Here’s a look at three influential perspectives — and where the debate stands.


Ruben Hassid: “A Smarter, Faster, Cheaper GPT”

AI creator Ruben Hassid sees GPT-5 as a notable upgrade across the board:

  • Better reasoning: Knows when to “think longer” and delivers smarter, more structured responses without requiring users to pick the right model.

  • Improved coding: Stronger at pair programming and debugging, making it a friendlier tool for engineers.

  • Speed and reliability: Quick turnaround times with clear, concise answers.

  • Competitive pricing: GPT-5-mini at $0.25 per million tokens is positioned well below major rivals.


In Hassid’s view, GPT-5 lowers barriers for both casual and professional users, keeping OpenAI in the accessibility lead.


Alistair Greenwood: “Launch Day Misstep”

Investor and AI commentator Alistair Greenwood took a different view, pointing out that GPT-5’s rollout stumbled from the start.


Due to a failed auto-switcher, many users received a cost-optimized model instead of the full GPT-5, creating a perception of lower quality. Social chatter on Reddit and X included blunt verdicts: “Bring back GPT-4” and “Feels like talking to a robot.”


For Greenwood, the lesson is clear: “Overhype something and you better deliver.”


Still, he believes OpenAI can recover once technical kinks are addressed.


Eduardo Ordax: “A Turning Point for AI”

AI influencer Eduardo Ordax frames GPT-5 not as a disappointment but as an inflection point. He argues that scaling laws and reinforcement learning are approaching limits — shifting the advantage to talent rather than sheer model size.


Ordax predicts:

  1. The AI talent wars will accelerate — with companies paying millions to secure top researchers.

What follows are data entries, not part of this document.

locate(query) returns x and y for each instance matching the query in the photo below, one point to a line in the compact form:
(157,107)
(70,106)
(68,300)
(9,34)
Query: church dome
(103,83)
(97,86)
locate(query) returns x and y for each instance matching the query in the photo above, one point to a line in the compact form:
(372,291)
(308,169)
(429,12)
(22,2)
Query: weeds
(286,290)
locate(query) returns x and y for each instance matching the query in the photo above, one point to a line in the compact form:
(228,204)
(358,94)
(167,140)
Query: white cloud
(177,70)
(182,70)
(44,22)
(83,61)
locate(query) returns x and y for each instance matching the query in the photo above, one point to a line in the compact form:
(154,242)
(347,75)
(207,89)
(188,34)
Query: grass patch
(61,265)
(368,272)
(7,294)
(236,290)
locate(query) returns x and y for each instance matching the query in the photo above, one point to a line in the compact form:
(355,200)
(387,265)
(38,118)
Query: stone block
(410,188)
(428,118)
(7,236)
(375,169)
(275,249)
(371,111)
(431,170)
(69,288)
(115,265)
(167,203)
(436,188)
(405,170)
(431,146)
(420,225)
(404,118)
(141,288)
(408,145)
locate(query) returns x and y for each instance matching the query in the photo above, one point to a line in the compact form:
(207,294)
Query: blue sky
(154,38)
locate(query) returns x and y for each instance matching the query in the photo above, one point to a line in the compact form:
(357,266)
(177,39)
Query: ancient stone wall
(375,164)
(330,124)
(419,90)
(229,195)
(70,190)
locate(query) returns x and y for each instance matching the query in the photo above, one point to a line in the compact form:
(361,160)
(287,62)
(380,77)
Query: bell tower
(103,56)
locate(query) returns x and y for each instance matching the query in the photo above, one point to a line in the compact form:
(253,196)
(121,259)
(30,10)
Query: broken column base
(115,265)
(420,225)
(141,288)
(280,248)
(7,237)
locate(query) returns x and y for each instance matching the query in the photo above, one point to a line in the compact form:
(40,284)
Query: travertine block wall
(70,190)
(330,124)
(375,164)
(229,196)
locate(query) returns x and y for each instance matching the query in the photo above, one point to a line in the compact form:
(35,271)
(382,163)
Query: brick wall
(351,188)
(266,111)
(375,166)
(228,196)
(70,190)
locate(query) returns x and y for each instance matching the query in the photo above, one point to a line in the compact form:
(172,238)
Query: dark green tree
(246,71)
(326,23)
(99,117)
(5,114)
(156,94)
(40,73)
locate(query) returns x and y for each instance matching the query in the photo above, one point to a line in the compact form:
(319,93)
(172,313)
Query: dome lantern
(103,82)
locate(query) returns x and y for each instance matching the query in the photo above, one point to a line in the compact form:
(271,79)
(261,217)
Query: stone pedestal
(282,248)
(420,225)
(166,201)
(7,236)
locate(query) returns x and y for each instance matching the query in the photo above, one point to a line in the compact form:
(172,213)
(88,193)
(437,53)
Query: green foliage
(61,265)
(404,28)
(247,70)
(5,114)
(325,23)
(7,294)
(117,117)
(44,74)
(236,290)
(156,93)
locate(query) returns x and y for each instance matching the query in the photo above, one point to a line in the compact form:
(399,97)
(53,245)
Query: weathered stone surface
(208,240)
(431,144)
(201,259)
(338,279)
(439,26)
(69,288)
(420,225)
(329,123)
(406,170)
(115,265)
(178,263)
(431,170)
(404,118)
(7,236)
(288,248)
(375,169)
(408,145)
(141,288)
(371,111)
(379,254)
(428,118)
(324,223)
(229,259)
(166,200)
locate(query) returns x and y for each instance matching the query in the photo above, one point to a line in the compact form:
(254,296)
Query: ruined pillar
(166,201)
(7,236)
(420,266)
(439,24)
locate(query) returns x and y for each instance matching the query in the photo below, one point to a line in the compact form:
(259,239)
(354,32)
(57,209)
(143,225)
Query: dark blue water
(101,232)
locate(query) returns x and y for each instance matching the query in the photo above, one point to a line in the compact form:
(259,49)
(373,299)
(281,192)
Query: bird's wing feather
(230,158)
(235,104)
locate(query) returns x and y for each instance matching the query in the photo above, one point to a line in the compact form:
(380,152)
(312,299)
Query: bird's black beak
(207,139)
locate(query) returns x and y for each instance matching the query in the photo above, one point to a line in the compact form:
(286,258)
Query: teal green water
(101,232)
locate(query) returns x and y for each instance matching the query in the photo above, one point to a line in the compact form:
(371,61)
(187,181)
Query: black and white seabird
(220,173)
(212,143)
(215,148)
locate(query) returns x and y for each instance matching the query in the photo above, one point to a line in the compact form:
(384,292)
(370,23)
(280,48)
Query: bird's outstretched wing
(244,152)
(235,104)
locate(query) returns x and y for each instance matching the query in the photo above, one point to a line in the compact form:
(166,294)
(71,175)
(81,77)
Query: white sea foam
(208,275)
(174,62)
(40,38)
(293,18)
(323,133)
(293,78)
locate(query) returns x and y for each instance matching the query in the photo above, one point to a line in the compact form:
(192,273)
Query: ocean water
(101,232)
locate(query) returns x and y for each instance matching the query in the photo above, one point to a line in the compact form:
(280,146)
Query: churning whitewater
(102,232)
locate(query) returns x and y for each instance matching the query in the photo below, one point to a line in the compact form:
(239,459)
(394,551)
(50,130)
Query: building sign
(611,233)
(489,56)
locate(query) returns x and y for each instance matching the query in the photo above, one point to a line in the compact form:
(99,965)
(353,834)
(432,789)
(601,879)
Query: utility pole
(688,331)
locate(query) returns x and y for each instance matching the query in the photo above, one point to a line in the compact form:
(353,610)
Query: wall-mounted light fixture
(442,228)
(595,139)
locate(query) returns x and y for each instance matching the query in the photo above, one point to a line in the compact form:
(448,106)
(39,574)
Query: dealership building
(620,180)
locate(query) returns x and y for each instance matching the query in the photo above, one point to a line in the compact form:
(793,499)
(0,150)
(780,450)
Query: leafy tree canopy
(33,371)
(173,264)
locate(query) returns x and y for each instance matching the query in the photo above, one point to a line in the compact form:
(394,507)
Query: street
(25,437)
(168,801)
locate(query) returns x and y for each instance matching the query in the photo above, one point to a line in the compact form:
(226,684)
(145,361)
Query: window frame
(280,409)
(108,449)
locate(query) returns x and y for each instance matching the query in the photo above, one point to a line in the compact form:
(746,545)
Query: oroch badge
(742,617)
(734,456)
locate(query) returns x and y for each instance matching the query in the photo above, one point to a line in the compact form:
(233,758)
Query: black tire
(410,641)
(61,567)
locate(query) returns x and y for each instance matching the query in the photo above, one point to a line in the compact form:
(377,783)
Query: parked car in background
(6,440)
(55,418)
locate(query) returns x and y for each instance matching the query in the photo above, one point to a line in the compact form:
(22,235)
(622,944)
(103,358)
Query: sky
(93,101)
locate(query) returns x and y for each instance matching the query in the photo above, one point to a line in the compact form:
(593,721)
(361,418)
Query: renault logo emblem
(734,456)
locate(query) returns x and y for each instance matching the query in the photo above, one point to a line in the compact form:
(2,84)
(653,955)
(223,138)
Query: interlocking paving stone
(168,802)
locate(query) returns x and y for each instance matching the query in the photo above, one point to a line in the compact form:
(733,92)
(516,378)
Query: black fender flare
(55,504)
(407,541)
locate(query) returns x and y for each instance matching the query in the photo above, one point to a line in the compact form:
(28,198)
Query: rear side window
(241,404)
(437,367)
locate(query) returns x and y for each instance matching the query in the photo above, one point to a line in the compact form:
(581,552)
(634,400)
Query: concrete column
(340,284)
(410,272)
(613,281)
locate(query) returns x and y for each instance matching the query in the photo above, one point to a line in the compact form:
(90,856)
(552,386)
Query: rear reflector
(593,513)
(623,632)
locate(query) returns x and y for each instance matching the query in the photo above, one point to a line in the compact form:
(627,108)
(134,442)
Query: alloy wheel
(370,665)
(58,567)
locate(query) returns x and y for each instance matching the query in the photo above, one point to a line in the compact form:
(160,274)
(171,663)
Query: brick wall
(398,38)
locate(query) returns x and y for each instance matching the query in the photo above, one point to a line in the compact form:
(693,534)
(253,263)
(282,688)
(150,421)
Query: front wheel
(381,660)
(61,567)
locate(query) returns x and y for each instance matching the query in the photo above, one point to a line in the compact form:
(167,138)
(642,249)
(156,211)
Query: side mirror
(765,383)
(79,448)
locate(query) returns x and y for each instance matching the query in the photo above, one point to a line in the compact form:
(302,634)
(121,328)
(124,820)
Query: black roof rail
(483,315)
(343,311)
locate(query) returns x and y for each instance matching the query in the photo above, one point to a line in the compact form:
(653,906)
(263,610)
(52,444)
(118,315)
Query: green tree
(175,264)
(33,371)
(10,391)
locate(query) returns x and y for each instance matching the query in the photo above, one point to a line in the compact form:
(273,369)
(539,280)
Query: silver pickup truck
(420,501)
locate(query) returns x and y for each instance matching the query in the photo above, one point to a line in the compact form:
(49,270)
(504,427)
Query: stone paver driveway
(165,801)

  2. Focus shifts to applications — building with LLMs rather than endlessly chasing “smarter” LLMs.

He credits Sam Altman with putting AI on the global stage, noting that 700 million people now use ChatGPT daily. The next chapter, he says, depends on how the community turns attention into real-world impact.


Polymarket: A Shift Away From OpenAI

On Polymarket — a popular prediction marketplace that often reflects real-time sentiment in tech — the GPT-5 launch appears to have reshuffled expectations for Best AI Model by the end of 2025.

  • Google: 52% (up from 43% before GPT-5 launch)

  • xAI: 20% (up from 12%)

  • OpenAI: 18% (down from 36%)

The drop pushes OpenAI into third place, behind both Google and Elon Musk’s xAI. While prediction markets aren’t perfect forecasts, they’re a sharp indicator of confidence — and right now, traders seem to believe GPT-5 didn’t strengthen OpenAI’s position in the AI race.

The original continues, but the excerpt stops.